Una escena del documental Looking for Fidel (2005), el segundo que le dedicara Oliver Stone, muestra a un Fidel Castro preocupado por su tiempo póstumo. Menciona a Egipto, quizás por ser la gran cultura de los preparativos mortuorios, quizás porque la momificación leninista cabía entre sus alternativas, y avisa de que no le gustaría correr la suerte de aquellos faraones que terminaron tan lejos de sus tumbas, exhibidos como momias en los museos occidentales.

Se trata de un raro atisbo de lo que pensaba acerca de su destino póstumo. Fidel Castro descartaba para sí un destino de faraón fuera de la pirámide. La cremación, que ha sido la solución procurada a su caso y al de la mayor parte de sus oficiales y burócratas, esquiva exitosamente la profanación del cadáver. Llegada la hora en que se vengan los contrarios, estos no encontrarán esqueleto que violar. Las cenizas existen propiamente para ser dispersadas. Cremado el cadáver, la venganza contra él se hace polvo.
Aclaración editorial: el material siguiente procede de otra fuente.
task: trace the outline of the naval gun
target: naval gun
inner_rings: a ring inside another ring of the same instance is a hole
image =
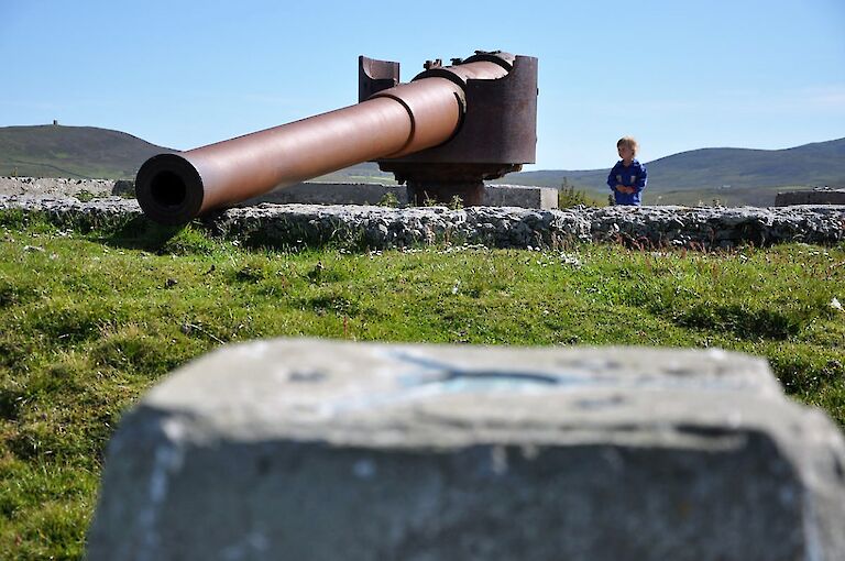
[[[399,64],[359,57],[359,102],[188,150],[141,166],[135,196],[164,224],[362,162],[377,162],[413,200],[479,205],[484,180],[535,162],[537,58],[476,51],[427,61],[399,82]]]

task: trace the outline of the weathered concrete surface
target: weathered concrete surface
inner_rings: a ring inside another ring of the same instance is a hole
[[[228,346],[121,421],[89,559],[845,559],[845,444],[745,355]]]
[[[776,207],[788,205],[845,205],[845,189],[786,191],[775,196]]]
[[[135,200],[0,196],[0,210],[42,212],[56,223],[102,224],[141,216]],[[531,210],[511,207],[386,208],[259,205],[209,215],[220,235],[275,246],[333,244],[388,249],[431,243],[560,248],[624,242],[641,248],[733,248],[744,243],[832,244],[845,240],[845,206],[776,208],[605,207]]]
[[[66,179],[51,177],[0,177],[0,195],[30,197],[76,197],[88,193],[98,197],[109,195],[134,197],[134,182],[109,179]],[[245,200],[239,207],[262,202],[276,205],[378,205],[391,195],[400,206],[408,205],[404,185],[315,183],[305,182],[276,189]],[[487,185],[482,205],[489,207],[558,208],[558,191],[550,187],[524,185]]]
[[[387,195],[395,197],[402,206],[408,205],[408,190],[404,185],[308,182],[249,199],[239,207],[251,207],[262,202],[279,205],[378,205]],[[558,208],[558,190],[550,187],[527,187],[524,185],[486,185],[482,206],[556,209]]]

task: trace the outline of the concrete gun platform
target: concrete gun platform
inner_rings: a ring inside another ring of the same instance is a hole
[[[746,355],[256,341],[124,417],[88,553],[833,561],[844,466]]]

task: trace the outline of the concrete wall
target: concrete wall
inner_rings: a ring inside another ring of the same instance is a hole
[[[844,473],[740,354],[256,341],[123,417],[88,557],[838,561]]]
[[[408,204],[404,185],[300,183],[276,189],[244,201],[241,207],[261,202],[281,205],[378,205],[386,195],[392,195],[400,206]],[[558,208],[558,191],[550,187],[526,187],[523,185],[486,185],[483,206],[522,207],[536,209]]]

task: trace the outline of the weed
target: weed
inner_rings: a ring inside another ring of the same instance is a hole
[[[845,244],[279,252],[199,223],[0,224],[0,559],[80,557],[116,419],[229,341],[717,345],[845,425]]]

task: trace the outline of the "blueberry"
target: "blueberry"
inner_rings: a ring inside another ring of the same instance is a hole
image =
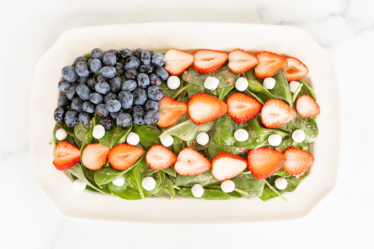
[[[140,68],[140,60],[138,57],[132,56],[126,60],[125,63],[125,70],[134,69],[138,70]]]
[[[86,100],[82,105],[82,110],[89,113],[94,113],[96,107],[95,104],[91,101]]]
[[[88,112],[85,111],[81,112],[78,116],[79,122],[84,125],[88,125],[90,124],[91,121],[91,115]]]
[[[151,110],[145,113],[144,115],[144,120],[147,125],[153,125],[157,123],[160,118],[160,115],[157,111]]]
[[[145,111],[153,110],[156,112],[159,110],[159,103],[157,101],[150,100],[145,102]]]
[[[156,75],[162,80],[166,80],[169,78],[169,73],[162,66],[156,68],[154,71],[156,73]]]
[[[99,59],[92,59],[90,64],[90,69],[93,73],[97,73],[101,68],[101,62]]]
[[[130,112],[131,118],[134,122],[137,124],[144,124],[145,123],[145,121],[144,120],[144,115],[145,113],[143,108],[140,106],[134,106],[132,107],[132,109]],[[118,120],[117,118],[117,120]]]
[[[78,96],[76,90],[76,85],[72,85],[68,88],[66,90],[66,96],[68,97],[68,99],[72,100],[74,98]]]
[[[111,53],[107,53],[102,57],[102,62],[106,66],[114,66],[117,63],[116,56]]]
[[[104,117],[100,120],[100,124],[104,126],[105,130],[109,130],[113,127],[113,121],[107,117]]]
[[[163,92],[161,88],[154,85],[148,87],[147,94],[148,97],[154,100],[159,100],[163,97]]]
[[[125,73],[125,68],[123,67],[123,64],[122,63],[117,62],[114,66],[114,68],[116,68],[116,71],[120,75],[122,75]]]
[[[149,85],[149,77],[147,74],[141,73],[138,75],[138,86],[142,88]]]
[[[121,102],[116,99],[110,99],[105,103],[105,108],[110,112],[118,112],[121,106]]]
[[[124,109],[128,109],[132,106],[134,99],[132,94],[128,91],[123,91],[118,94],[118,100]]]
[[[91,72],[90,67],[87,62],[84,61],[79,62],[75,66],[75,72],[78,76],[87,77]]]
[[[127,49],[121,49],[118,51],[118,54],[120,57],[125,60],[132,56],[131,50]]]
[[[122,84],[122,91],[134,91],[137,88],[137,82],[133,80],[126,80]]]
[[[114,76],[109,80],[110,90],[113,93],[118,93],[121,91],[122,87],[122,80],[119,77]]]
[[[132,92],[132,96],[134,99],[134,105],[144,105],[147,101],[147,93],[144,89],[137,88]]]
[[[75,68],[73,66],[65,66],[61,70],[62,78],[69,82],[74,82],[78,79]]]
[[[78,124],[79,120],[78,113],[74,111],[68,111],[65,114],[65,123],[69,127],[73,127]]]
[[[90,95],[90,101],[95,105],[98,105],[102,102],[102,96],[97,93],[93,93]]]
[[[53,118],[56,123],[64,124],[66,109],[64,108],[59,106],[55,109],[55,112],[53,113]]]
[[[77,97],[73,100],[70,107],[71,108],[71,110],[75,111],[77,112],[80,112],[82,111],[83,105],[83,100],[79,97]]]
[[[104,51],[99,48],[94,49],[91,51],[91,57],[94,59],[97,59],[102,60],[104,56]],[[92,63],[92,62],[91,62]]]
[[[84,84],[79,84],[77,86],[76,89],[78,96],[80,97],[80,98],[84,100],[86,100],[90,98],[90,95],[91,94],[91,91],[86,85]]]
[[[156,68],[162,66],[165,64],[165,58],[163,55],[156,53],[152,56],[152,64]]]
[[[145,73],[147,74],[152,73],[154,70],[154,68],[152,65],[142,65],[139,69],[140,72]]]
[[[161,84],[161,79],[156,74],[152,74],[149,75],[149,84],[158,87]]]
[[[125,77],[128,80],[136,80],[138,78],[138,71],[134,69],[130,69],[125,71]]]
[[[128,113],[121,113],[118,115],[116,121],[118,127],[126,128],[131,124],[131,116]]]
[[[144,49],[137,49],[134,52],[134,55],[138,58],[140,58],[141,54],[144,52]]]
[[[99,93],[107,94],[110,91],[110,86],[105,81],[98,82],[95,85],[95,90]]]
[[[109,114],[109,111],[105,108],[105,104],[99,104],[96,106],[95,111],[96,112],[98,115],[101,117],[107,116]]]
[[[75,67],[77,65],[77,63],[83,61],[84,62],[87,62],[87,59],[86,59],[83,56],[79,56],[79,57],[77,57],[74,60],[74,63],[73,64]]]
[[[104,96],[104,103],[106,103],[108,100],[110,100],[111,99],[118,99],[118,98],[115,93],[109,92]]]
[[[106,66],[101,68],[101,74],[106,78],[113,78],[116,75],[116,68],[113,66]]]
[[[144,52],[140,55],[140,61],[144,65],[151,64],[152,56],[149,52]]]
[[[117,119],[118,115],[123,113],[125,113],[125,110],[121,108],[118,112],[111,112],[109,113],[109,115],[110,115],[110,116],[112,117],[112,118],[113,119],[113,120],[116,120]]]
[[[58,89],[62,92],[66,91],[68,88],[71,85],[71,83],[64,79],[62,79],[58,82]]]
Asimismo, queda suprimida la eventualidad de que el cráneo o los huesos largos acaben sirviendo en algún rito religioso. En su libro Los brujos de Chávez. La magia como prolongación de la política, el periodista David Placer historia las violaciones de tumbas de presidentes venezolanos, con la única excepción de la mastodóntica sepultura de Rómulo Gallegos. Los trabajos de Palo Monte, impulsados en Venezuela por los servicios de inteligencia cubanos, tienen en alta estima los huesos de presidentes, en la convicción de que quienes ejercieron el poder político resultan, en la muerte, los mejores agentes para garantizarlo.
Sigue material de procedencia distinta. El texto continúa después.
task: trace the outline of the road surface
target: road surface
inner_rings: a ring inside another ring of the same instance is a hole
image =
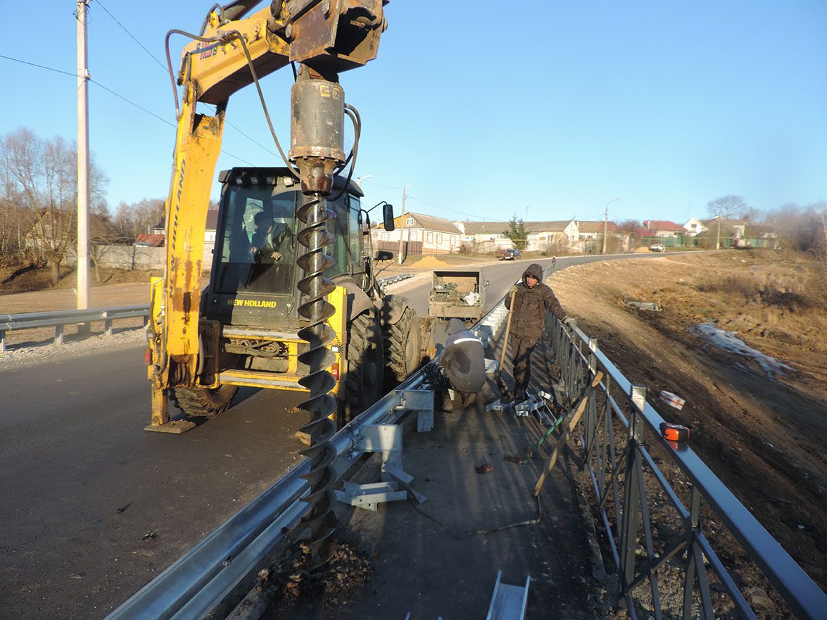
[[[489,306],[528,265],[483,268]],[[427,316],[429,279],[396,286]],[[131,347],[0,372],[3,617],[103,618],[301,458],[292,393],[242,389],[189,432],[144,432],[142,357]]]

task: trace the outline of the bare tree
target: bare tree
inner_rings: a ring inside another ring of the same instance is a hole
[[[734,219],[737,215],[750,209],[743,196],[728,193],[706,203],[706,211],[712,217],[719,217],[724,220]]]
[[[114,223],[123,236],[134,240],[160,222],[164,211],[163,198],[144,198],[131,204],[122,201],[115,212]]]
[[[59,136],[44,140],[25,127],[0,136],[3,204],[8,207],[13,201],[31,215],[22,245],[36,265],[50,268],[53,284],[77,238],[76,161],[76,147]],[[89,199],[93,212],[106,212],[107,183],[103,170],[91,161]]]

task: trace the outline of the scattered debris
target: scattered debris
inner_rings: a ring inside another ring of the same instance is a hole
[[[264,577],[281,595],[275,606],[287,611],[297,604],[301,596],[321,597],[324,605],[338,608],[351,600],[350,592],[358,592],[370,578],[370,556],[355,547],[341,543],[330,561],[322,569],[310,570],[309,549],[304,544],[289,551]],[[259,575],[261,579],[261,575]]]
[[[512,456],[511,455],[507,454],[504,458],[505,459],[505,460],[509,461],[509,463],[514,463],[514,465],[526,464],[525,459],[523,459],[522,456]]]
[[[670,407],[674,407],[676,409],[682,409],[683,406],[686,404],[686,401],[681,398],[676,394],[673,394],[672,392],[667,392],[665,389],[661,390],[661,400],[666,403]]]
[[[623,305],[626,308],[636,308],[638,310],[647,310],[650,312],[659,312],[663,308],[657,302],[633,302],[623,300]]]

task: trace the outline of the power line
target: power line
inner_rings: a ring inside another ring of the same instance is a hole
[[[132,35],[132,33],[130,32],[128,30],[127,30],[127,26],[125,26],[123,24],[122,24],[120,21],[118,21],[117,19],[115,17],[115,16],[112,15],[112,13],[110,13],[109,11],[107,9],[107,7],[103,6],[103,4],[101,2],[100,0],[97,0],[97,2],[98,2],[98,4],[100,5],[100,7],[102,9],[103,9],[103,12],[107,15],[108,15],[110,17],[112,17],[112,21],[116,24],[117,24],[118,26],[120,26],[121,28],[123,29],[123,31],[126,32],[127,35],[129,35],[132,38],[132,41],[134,41],[136,43],[137,43],[139,45],[141,45],[141,49],[143,50],[145,52],[146,52],[149,55],[150,58],[151,58],[153,60],[155,60],[156,63],[158,63],[158,64],[160,66],[160,68],[162,69],[164,69],[164,73],[166,73],[167,72],[166,66],[160,60],[159,60],[157,58],[155,58],[155,55],[152,54],[152,52],[151,52],[149,50],[147,50],[146,47],[144,47],[144,44],[141,43],[141,41],[139,41],[137,39],[136,39],[135,36]]]
[[[31,67],[37,67],[38,69],[45,69],[46,71],[54,71],[56,74],[63,74],[64,75],[71,75],[73,78],[81,78],[82,75],[78,74],[69,73],[69,71],[61,71],[60,69],[52,69],[51,67],[46,67],[43,64],[37,64],[36,63],[30,63],[26,60],[21,60],[19,58],[12,58],[11,56],[4,56],[0,54],[0,58],[5,58],[7,60],[12,60],[16,63],[20,63],[21,64],[28,64]]]
[[[64,75],[69,75],[69,76],[71,76],[73,78],[79,78],[79,77],[81,77],[81,76],[78,75],[77,74],[72,74],[72,73],[69,73],[68,71],[61,71],[60,69],[54,69],[52,67],[46,67],[45,65],[37,64],[36,63],[30,63],[30,62],[27,62],[26,60],[21,60],[19,58],[12,58],[11,56],[6,56],[6,55],[3,55],[2,54],[0,54],[0,58],[4,58],[7,60],[12,60],[14,62],[20,63],[22,64],[28,64],[28,65],[32,66],[32,67],[37,67],[38,69],[45,69],[46,71],[54,71],[55,73],[63,74]],[[107,88],[106,86],[104,86],[103,84],[102,84],[100,82],[96,82],[95,80],[92,79],[91,78],[89,78],[88,79],[89,79],[89,81],[92,83],[95,84],[96,86],[100,87],[103,90],[107,91],[108,93],[110,93],[111,94],[114,95],[115,97],[118,98],[119,99],[122,99],[123,101],[127,102],[130,105],[134,106],[135,107],[137,107],[139,110],[141,110],[141,112],[146,112],[146,114],[149,114],[151,117],[152,117],[154,118],[156,118],[157,120],[160,121],[161,122],[166,123],[167,125],[169,125],[171,127],[174,127],[175,126],[173,123],[170,122],[166,119],[162,118],[161,117],[159,117],[157,114],[155,114],[153,112],[150,112],[146,107],[143,107],[142,106],[140,106],[137,103],[136,103],[134,101],[132,101],[131,99],[129,99],[128,98],[124,97],[123,95],[122,95],[122,94],[120,94],[118,93],[116,93],[112,88]],[[239,157],[237,155],[233,155],[232,153],[230,153],[229,151],[227,151],[224,149],[222,149],[221,152],[223,153],[224,155],[229,155],[230,157],[232,157],[232,158],[234,158],[236,160],[238,160],[239,161],[241,161],[241,162],[246,164],[247,165],[251,165],[251,165],[255,165],[251,162],[249,162],[246,160],[245,160],[245,159],[243,159],[241,157]]]
[[[442,207],[442,206],[440,206],[438,204],[434,204],[433,203],[428,203],[427,200],[423,200],[422,198],[416,198],[414,196],[409,196],[408,198],[410,198],[411,200],[415,200],[418,203],[423,203],[423,204],[427,204],[427,205],[429,205],[431,207],[433,207],[434,208],[441,209],[442,211],[448,211],[448,212],[450,212],[452,213],[458,213],[459,215],[464,215],[464,216],[466,216],[468,217],[479,217],[479,218],[483,219],[483,220],[487,220],[488,222],[499,222],[499,220],[495,220],[495,219],[493,219],[491,217],[482,217],[481,216],[479,216],[479,215],[472,215],[471,213],[466,213],[466,212],[464,212],[462,211],[456,211],[454,209],[449,209],[449,208],[447,208],[445,207]]]

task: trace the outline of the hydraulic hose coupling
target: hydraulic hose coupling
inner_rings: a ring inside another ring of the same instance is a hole
[[[290,160],[304,193],[327,196],[345,161],[345,91],[305,65],[290,90]]]

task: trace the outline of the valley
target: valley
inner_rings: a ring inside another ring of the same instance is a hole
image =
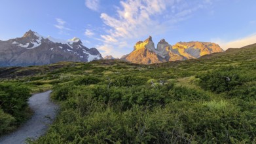
[[[2,67],[0,83],[52,90],[60,105],[46,134],[29,143],[251,143],[255,63],[252,45],[151,65],[101,60]]]

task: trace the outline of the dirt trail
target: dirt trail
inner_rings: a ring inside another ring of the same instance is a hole
[[[14,132],[0,137],[1,144],[25,143],[27,138],[37,139],[45,133],[58,108],[50,101],[50,92],[33,94],[29,99],[29,107],[34,111],[31,118]]]

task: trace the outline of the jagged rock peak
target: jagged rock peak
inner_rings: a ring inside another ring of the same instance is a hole
[[[145,40],[144,42],[149,42],[149,41],[152,41],[152,37],[149,35],[149,38],[147,38],[146,40]]]
[[[115,58],[113,57],[111,55],[110,56],[106,56],[103,58],[104,60],[115,60]]]
[[[159,43],[159,44],[167,44],[167,45],[169,45],[169,43],[168,42],[166,41],[166,40],[164,39],[161,39]]]
[[[73,41],[73,42],[79,42],[81,41],[81,40],[80,40],[79,38],[75,37],[73,39],[69,39],[69,41]]]
[[[29,29],[28,31],[26,32],[25,34],[23,35],[22,37],[35,37],[35,32],[31,31]]]

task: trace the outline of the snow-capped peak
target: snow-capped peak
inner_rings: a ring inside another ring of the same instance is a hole
[[[75,42],[75,43],[77,43],[79,41],[81,41],[80,39],[79,38],[77,38],[77,37],[73,37],[73,39],[69,39],[69,41],[73,41],[73,42]]]

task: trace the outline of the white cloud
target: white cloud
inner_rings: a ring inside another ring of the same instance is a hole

La nomenclatura castrista, imbuida como parece estar de estas creencias o por lo menos respetuosa de ellas, teme a la profanación de cadáveres y a los servicios de ultratumba a los que puedan obligarlos. Para alguien como Fidel Castro y sus acólitos, tendría que ser agobiante la perspectiva de obedecer servilmente a voluntades ajenas.
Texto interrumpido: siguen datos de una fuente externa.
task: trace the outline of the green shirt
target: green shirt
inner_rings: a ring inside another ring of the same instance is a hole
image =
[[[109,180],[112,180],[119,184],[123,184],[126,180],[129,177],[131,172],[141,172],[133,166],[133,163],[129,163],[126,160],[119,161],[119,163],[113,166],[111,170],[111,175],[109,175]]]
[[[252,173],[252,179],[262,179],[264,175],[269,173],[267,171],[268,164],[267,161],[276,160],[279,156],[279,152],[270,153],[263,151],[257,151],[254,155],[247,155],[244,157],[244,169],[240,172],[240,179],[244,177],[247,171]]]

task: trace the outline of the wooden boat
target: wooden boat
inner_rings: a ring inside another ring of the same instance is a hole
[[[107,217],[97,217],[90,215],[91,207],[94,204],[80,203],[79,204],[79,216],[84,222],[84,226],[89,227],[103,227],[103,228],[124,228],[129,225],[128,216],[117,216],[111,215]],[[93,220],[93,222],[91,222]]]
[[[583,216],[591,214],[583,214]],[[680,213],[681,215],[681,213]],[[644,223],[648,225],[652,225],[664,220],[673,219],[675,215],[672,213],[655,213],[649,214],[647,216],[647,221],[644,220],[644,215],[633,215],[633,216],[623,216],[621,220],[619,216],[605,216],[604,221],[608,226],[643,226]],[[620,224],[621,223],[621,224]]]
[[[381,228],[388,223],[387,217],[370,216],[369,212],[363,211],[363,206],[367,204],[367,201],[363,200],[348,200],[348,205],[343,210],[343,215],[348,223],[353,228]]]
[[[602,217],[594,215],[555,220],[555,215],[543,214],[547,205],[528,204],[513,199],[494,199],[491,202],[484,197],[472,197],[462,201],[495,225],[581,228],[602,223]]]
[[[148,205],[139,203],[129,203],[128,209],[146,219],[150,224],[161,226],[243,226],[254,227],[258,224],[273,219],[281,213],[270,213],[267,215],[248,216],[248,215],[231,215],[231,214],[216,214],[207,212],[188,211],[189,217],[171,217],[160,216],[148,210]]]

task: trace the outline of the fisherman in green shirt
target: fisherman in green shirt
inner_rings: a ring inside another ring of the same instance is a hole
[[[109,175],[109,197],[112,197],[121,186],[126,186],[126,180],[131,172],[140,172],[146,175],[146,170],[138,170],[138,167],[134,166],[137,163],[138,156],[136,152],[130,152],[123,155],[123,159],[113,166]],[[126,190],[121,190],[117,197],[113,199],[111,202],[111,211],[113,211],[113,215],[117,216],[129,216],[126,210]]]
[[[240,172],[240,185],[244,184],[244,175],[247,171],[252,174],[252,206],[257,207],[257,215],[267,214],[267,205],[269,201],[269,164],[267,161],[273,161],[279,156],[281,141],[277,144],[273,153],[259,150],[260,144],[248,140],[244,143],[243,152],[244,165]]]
Rodear sus cenizas de cadáveres ilustres (si es que de veras se encuentran depositadas en la sepultura de Santa Ifigenia sus cenizas), obedece menos a facilitar y promover el turismo que a dotar de protección al difunto comandante en jefe. El Padre de la Patria y la madre de Maceo, más la cercanía de Martí, lo dotan de un cuerpo de guardias ultraterrenos. Es protección mágica o simplemente histórica porque, no importa cuánto pueda desestimarse la lógica de ciertos credos, la administración de la memoria histórica no deja de beber en las fuentes del pensamiento mágico.

Por su parte, Raúl Castro ha arreglado que su cadáver termine en otro nudo funerario, construido en tierras del antiguo Segundo Frente, en las montañas que rodean a Santiago de Cuba. Ese megalito fue el modelo seguido para la sepultura de Fidel Castro. Allí se encuentran depositadas  las cenizas de su esposa, Vilma Espín, y unas letras de bronce avisan del futuro ocupante. Menos dado a lo histórico que a lo sentimental (que elija el lector en cuál sentido estricto), él ha querido que en proximidad a su tumba y la de su esposa repose el bailarín español Antonio Gades.

Raúl Castro, que se ha mostrado incapaz de visitar los sitios devastados por el huracán Irma y se niega a mostrar empatía por los damnificados, ha reservado sus últimas apariciones públicas para cuestiones funerarias (con la excepción de un recibimiento a Nicolás Maduro). Presidió la celebración del cincuentenario de la muerte de Ernesto «Che» Guevara en el mausoleo de Santa Clara, así como la inauguración del polo de reliquias de Santa Ifigenia. Desentendido de los vivos y del presente, se ocupa únicamente de los muertos y de lo conmemorativo.

La alta jefatura cubana, tildada justamente de geriátrica, se está poniendo tanática ahora. Son la muerte y los preparativos funerarios las cuestiones que más parecen interesarle.